Antes eram só dois — o Bananinha e o neto do Figueiredo, irmanados na luta diária para quebrar a economia brasileira, o Judiciário e o Executivo federal e, em meio ao caos tão sonhado, promover a invasão do território nacional pelas forças militares dos EUA, visando a restabelecer a ordem, a família, a pátria e a liberdade deles de cometer crimes sem castigo.
Agora são três. Uniu-se a eles na empreitada o agora engomadinho 01, pré-candidato a golpista e terrorista. Apesar de toda a patifaria que vem protagonizando, tem 31% das intenções de voto no primeiro turno e 40% no segundo.
Perde, mas com uma montanha de votos nos bolsos.

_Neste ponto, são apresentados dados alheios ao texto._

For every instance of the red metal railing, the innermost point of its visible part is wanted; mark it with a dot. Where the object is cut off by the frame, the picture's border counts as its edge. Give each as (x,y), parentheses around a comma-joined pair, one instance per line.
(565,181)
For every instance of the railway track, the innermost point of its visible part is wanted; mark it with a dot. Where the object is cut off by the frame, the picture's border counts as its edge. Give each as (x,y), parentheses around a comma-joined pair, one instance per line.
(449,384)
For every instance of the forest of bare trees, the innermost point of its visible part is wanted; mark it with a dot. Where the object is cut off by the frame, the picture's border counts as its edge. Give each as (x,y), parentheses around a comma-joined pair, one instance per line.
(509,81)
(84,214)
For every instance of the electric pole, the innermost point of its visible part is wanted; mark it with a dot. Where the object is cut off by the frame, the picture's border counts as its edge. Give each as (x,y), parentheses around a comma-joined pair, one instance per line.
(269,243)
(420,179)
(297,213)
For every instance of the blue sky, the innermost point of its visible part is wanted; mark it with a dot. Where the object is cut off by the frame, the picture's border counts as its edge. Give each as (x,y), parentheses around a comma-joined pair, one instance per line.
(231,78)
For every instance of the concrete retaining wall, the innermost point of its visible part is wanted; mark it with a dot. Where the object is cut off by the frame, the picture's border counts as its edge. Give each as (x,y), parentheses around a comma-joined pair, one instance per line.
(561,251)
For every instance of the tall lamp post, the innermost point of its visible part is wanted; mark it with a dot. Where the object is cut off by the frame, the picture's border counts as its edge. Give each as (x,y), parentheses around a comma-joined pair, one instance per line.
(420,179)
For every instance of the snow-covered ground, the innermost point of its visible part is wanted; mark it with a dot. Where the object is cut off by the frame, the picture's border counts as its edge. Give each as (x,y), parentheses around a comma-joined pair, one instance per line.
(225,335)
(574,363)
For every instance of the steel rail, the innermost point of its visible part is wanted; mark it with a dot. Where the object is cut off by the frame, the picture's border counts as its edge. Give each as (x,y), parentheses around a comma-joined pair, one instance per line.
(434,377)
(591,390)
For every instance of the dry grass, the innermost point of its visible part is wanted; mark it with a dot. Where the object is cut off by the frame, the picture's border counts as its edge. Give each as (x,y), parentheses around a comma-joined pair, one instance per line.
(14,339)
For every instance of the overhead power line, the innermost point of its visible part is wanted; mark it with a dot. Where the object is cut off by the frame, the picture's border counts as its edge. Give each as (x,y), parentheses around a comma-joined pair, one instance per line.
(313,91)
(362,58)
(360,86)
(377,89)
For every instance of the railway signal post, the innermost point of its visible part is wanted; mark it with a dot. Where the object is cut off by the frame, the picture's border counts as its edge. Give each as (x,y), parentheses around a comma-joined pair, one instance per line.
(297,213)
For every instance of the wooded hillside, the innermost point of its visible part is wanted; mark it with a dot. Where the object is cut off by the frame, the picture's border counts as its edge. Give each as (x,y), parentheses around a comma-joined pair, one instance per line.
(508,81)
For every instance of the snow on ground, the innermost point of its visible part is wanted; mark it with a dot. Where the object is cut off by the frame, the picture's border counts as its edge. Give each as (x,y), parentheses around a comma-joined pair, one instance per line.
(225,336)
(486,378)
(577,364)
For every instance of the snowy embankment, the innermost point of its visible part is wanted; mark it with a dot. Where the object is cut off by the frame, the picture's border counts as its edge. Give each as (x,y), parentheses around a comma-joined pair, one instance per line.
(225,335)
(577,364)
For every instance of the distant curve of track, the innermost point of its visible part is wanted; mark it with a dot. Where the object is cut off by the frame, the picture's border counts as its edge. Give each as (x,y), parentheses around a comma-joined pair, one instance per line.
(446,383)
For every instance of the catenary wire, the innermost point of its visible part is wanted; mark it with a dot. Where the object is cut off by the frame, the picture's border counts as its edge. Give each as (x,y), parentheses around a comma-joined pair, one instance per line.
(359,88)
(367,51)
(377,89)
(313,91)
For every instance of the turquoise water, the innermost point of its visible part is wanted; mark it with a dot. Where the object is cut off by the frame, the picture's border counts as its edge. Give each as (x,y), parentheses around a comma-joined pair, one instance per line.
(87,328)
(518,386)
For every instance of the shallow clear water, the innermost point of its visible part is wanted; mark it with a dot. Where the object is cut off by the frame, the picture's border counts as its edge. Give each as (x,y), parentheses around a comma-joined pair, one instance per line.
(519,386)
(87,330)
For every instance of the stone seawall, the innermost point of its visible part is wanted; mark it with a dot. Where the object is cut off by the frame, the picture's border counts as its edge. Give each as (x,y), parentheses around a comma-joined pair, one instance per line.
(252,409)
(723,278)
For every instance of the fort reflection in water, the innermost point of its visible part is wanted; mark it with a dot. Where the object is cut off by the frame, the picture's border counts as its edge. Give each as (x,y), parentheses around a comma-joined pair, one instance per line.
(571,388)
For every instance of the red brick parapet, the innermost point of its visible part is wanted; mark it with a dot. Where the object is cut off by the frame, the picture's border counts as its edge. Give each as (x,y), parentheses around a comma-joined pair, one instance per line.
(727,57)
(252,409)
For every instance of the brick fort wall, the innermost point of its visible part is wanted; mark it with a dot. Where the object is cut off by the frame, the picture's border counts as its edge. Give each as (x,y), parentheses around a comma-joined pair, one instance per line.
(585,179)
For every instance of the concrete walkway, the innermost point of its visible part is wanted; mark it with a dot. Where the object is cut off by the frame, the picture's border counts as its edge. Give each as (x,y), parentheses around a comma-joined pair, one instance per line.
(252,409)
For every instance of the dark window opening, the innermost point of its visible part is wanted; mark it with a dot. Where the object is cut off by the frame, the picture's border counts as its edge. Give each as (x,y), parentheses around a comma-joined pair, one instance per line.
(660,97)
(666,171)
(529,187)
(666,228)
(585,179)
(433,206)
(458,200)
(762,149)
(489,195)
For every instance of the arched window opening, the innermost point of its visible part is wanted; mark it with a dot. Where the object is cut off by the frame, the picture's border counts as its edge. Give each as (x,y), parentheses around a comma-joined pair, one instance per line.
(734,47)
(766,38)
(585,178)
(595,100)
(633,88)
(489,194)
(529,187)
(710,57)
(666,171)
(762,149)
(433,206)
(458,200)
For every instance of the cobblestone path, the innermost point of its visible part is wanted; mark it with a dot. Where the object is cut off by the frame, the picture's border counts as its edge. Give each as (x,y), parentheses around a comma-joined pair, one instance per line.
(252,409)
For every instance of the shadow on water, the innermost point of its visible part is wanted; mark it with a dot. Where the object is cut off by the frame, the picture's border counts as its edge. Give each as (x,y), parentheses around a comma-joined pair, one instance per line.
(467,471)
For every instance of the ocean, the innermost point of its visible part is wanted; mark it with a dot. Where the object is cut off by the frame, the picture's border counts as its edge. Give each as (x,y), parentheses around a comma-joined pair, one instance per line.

Isto é que deixa meu amigo marciano intrigado com a sanidade mental de tantos brasileiros.
“Em Marte temos um manicômio escpeializado nesse tipo de distúrbio mental” — disse, retirando o capacete de proteção para vôos interplanetários.
Fiquei curioso e ele seguiu adiante.
“Quando acontece um troço desses em Marte, uma equipe interdisciplinar de médicos, psiquiatras, psicólogos, enfermeiros, assistentes sociais e oficiais da polícia especial entra imediatamente em ação”.
Polícia especial?
“Sim! Como é que você pensa que vamos pegar essa cambada? Tem que ser no laço”.
E aí vocês levam em camisa-de-força para o manicômio?
“Sim! Não tem outro jeito. Ou você pensa que eles iriam cantando e sambando para o hospício?
E isso dá resultado?
“Em geral dá. O pessoal começa a pensar na vida, não tem mais lavagem cerebral, não tem mais ninguém buzinando sandices nas orelhas deles. Não tem mais rede social para se informarem das últimas mentiras, o pessoal começa a ter uma cabeça normal”.
E depois, o que acontece?
“Eles passam por um teste de fogo. A equipe de assistentes eleitorais cria uma eleição no manicômio. Um candidato é o filho do Napoleão e o outro é o candidato dos marcianos comuns, gente que trabalha para ganhar a vida, recebe salário mínimo e faz jornada 3×4, 4×3, 5×2, 2×5, 6×0 etc…
E aí?
“Aí que quem votar no filho do Napoleão fica mais uma temporada e os outros são liberados. Isso acontece todos os anos, até o manicômio não ter mais nenhum lunático”.
Não tem casos perdidos?
Tem. Uns 15%. Esses não têm jeito. E para não ficarem ocupando espaço dos outros que vão chegando nós botamos num cargueiro espacial e desembarcamos eles na Lua”.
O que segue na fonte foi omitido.